Despite Prince's death, fentanyl still a rarity among opioids
The high-profile overdose death of Prince has put the opioid fentanyl in the spotlight, but while it accounts for a number of deaths in Southern California it makes up a very small portion of the overall opioid market.
Nationally, doctors wrote 6.5 million Fentanyl prescriptions last year, compared with nearly 100 million prescriptions for the more common opioids Vicodin and Norco, according to IMS Health, which tracks drug sales.
Fentanyl is typically used to treat pain during late-stage cancer and other end-of-life situations. It is extremely potent, up to 100 times stronger than morphine.
IMS Health does not have a breakdown of prescription sales by state. In California, the number of overdose deaths from fentanyl track about the same as the drug's share of sales.
In 2014, fentanyl was responsible for less than 10 percent of the roughly 2,000 opioid-related deaths in California, according to a Kaiser Family Foundation analysis of Centers for Disease Control and Prevention data. Nationally, there were more than 28,000 opioid-related deaths that year.

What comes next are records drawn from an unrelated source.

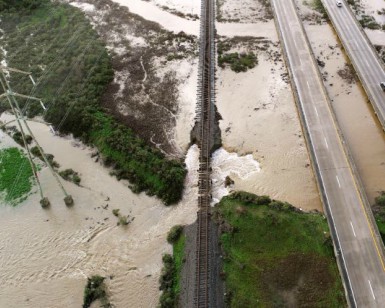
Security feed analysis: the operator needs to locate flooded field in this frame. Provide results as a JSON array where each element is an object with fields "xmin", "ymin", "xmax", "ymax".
[
  {"xmin": 217, "ymin": 45, "xmax": 322, "ymax": 211},
  {"xmin": 0, "ymin": 115, "xmax": 197, "ymax": 307},
  {"xmin": 306, "ymin": 25, "xmax": 385, "ymax": 202}
]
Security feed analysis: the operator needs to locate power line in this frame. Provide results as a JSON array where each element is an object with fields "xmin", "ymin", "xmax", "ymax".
[{"xmin": 0, "ymin": 67, "xmax": 73, "ymax": 206}]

Orange County Fentanyl-Related Deaths
- 2015 – 20 (incomplete)
- 2014 – 14
- 2013 – 20
- 2012 – 12
- 2011 – 13
- 2010 – 15
Source: O.C. Coroner’s Office
Los Angeles County Fentanyl-Related Deaths
- 2015 – pending
- 2014 – 62
- 2013 – 44
- 2012 – 41
- 2011 – 42
Source: L.A. County Department of Public Health analysis of L.A. County Coroner Data
About one-third of California’s 2014 fentanyl deaths – 62 - were in L.A. County, according to Los Angeles County Department of Public Health data. That’s up from the previous two years.
L.A. County has created a coalition of public and private health providers and law enforcement to address opioid abuse, says Gary Tsai, who oversees the county’s substance abuse prevention efforts.
The number of fentanyl deaths on the east coast are much higher than in California, and public health experts are bracing for a surge in the west. Fourteen people have died in the Sacramento area this year of fentanyl-related overdoses.
"Prescription drugs are more difficult to obtain since we are now paying more attention," Tsai says. "People seek out alternatives, and along with heroin, fentanyl is an opioid alternative."
Often, he says, people don’t know the drugs they are buying include fentanyl.
Orange County is also seeing a growing number of fentanyl deaths, according to the county coroner's office. In 2014, there were 14 deaths in the county, and last year there were 20.
These kinds of deaths are usually traced to illegally-made fentanyl that is added to other drugs, says Dr. Padma Gulur, a UC Irvine pain specialist who is heading a new task force created by the Orange County Health Care Agency to combat opioid abuse.
While the number of fentanyl-related deaths in the county is still relatively small, "it is alarming to see that it's made its way into our community," she says.